Army working to game concepts, exercise forces for the information environment
BALTIMORE, Md. — The Army plans to have its doctrine for information finalized by the end of this summer, while in the interim, continuing to exercise forces and concepts associated with its broader push in the information space.
The service for several years has been building out its doctrine for information advantage, the Army’s parlance for information warfare.
“We’re on target for the end of the summer” to complete that work, Maj. Gen. Paul Stanton, commander of the Army Cyber Center of Excellence, said in an interview with DefenseScoop at the AFCEA TechNet Cyber conference, regarding the Army Doctrinal Publication 3-13, Information Advantage.
The Army has been working on this concept and doctrine for at least five years, initially charting down information warfare, but in 2020 shifting to information advantage. Information advantage has five broad pillars: enable decision-making, protect friendly information, inform and educate domestic audiences, inform and influence international audiences, and conduct attack operations.
While it is tied in with the joint community — which recently revised its doctrine for information in joint operations in September 2022 — and some of the efforts of the other services, Stanton said the Army has one key departure from other Defense Department components.
“We refer to the ‘information dimension’ of the operating environment and the joint world refers to the ‘information environment.’ We adamantly believe in the Army that there’s one operational environment and information is the dimension therein,” he noted. “We think that that’s important because we need commanders to think about the totality of their operating environment and not ignore information — they can’t because it is a dimension within which they have purview and responsibility.”
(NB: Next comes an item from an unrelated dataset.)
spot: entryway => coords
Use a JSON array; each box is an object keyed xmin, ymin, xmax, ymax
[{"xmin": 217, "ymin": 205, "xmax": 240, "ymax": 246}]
While the Army has been drafting the doctrine, which Stanton said has been in worldwide staffing twice, it has sought lessons from the real world as well as exercises to inform its information concepts, and will soon be delivering on products associated with doctrine, organization, capabilities and personnel.
This summer, the service will be using the exercise Pacific Sentry to determine if it has developed theater information advantage detachments correctly. These organizations are envisioned to be aligned to theater armies and coordinate with other theater-level organizations such as the multi-domain task force and expeditionary cyber teams.
The assessment team — made up of personnel from Training and Doctrine Command, the deputy chief of staff for operations, Army Cyber Command and Army Special Operations Command — will determine: “Are we right, are we not right, how close are we, where are we short, where do we need to apply our focus across [doctrine, organization, training, materiel, leadership, education, personnel and facilities] based off of how effective the theater information advantage detachment is during the exercise?” Stanton said.
The theater level makes the most sense to place these personnel and forces, Stanton said, because most of the authorities for these effects reside there.
“The theater Army is our conduit and our tie in into the meetings and working groups at the combatant command such that we can inform them, ‘Hey, here’s something that we’re interested in doing, will you, geographic combatant commander, approve and delegate the authorities?’ Now that you will, the theater information advantage detachment has the ability to deliver the effect,” Stanton explained.
The service is placing a great deal of importance on these entities and the information space writ large.
“We’re also recognizing the importance of information operations. We’re building theater information advantage detachments, so we’re going to have those capabilities in the Army. This is how we’re getting ready for the next fight. We’re going to build these organizations with a flat budget and a flat end strength,” Army Chief of Staff Gen. James McConville said at the McAleese and Associates Defense Programs Conference in March.
The service has a similar entity for U.S. Army Europe and Africa, though that organization is called a theater information advantage element. Stanton said they will be assessed next year.
Meanwhile. in the Pacific, the Army is working collaboratively with Fleet Information Warfare Command Pacific (FIWC PAC), the Navy’s information warfare element.
“They’re entirely coordinated alongside us in building out the plan and the assessment. Frankly, they want to watch what we do, take our homework while we watch what they do, take their own — but we’re absolutely sharing the information,” Stanton said.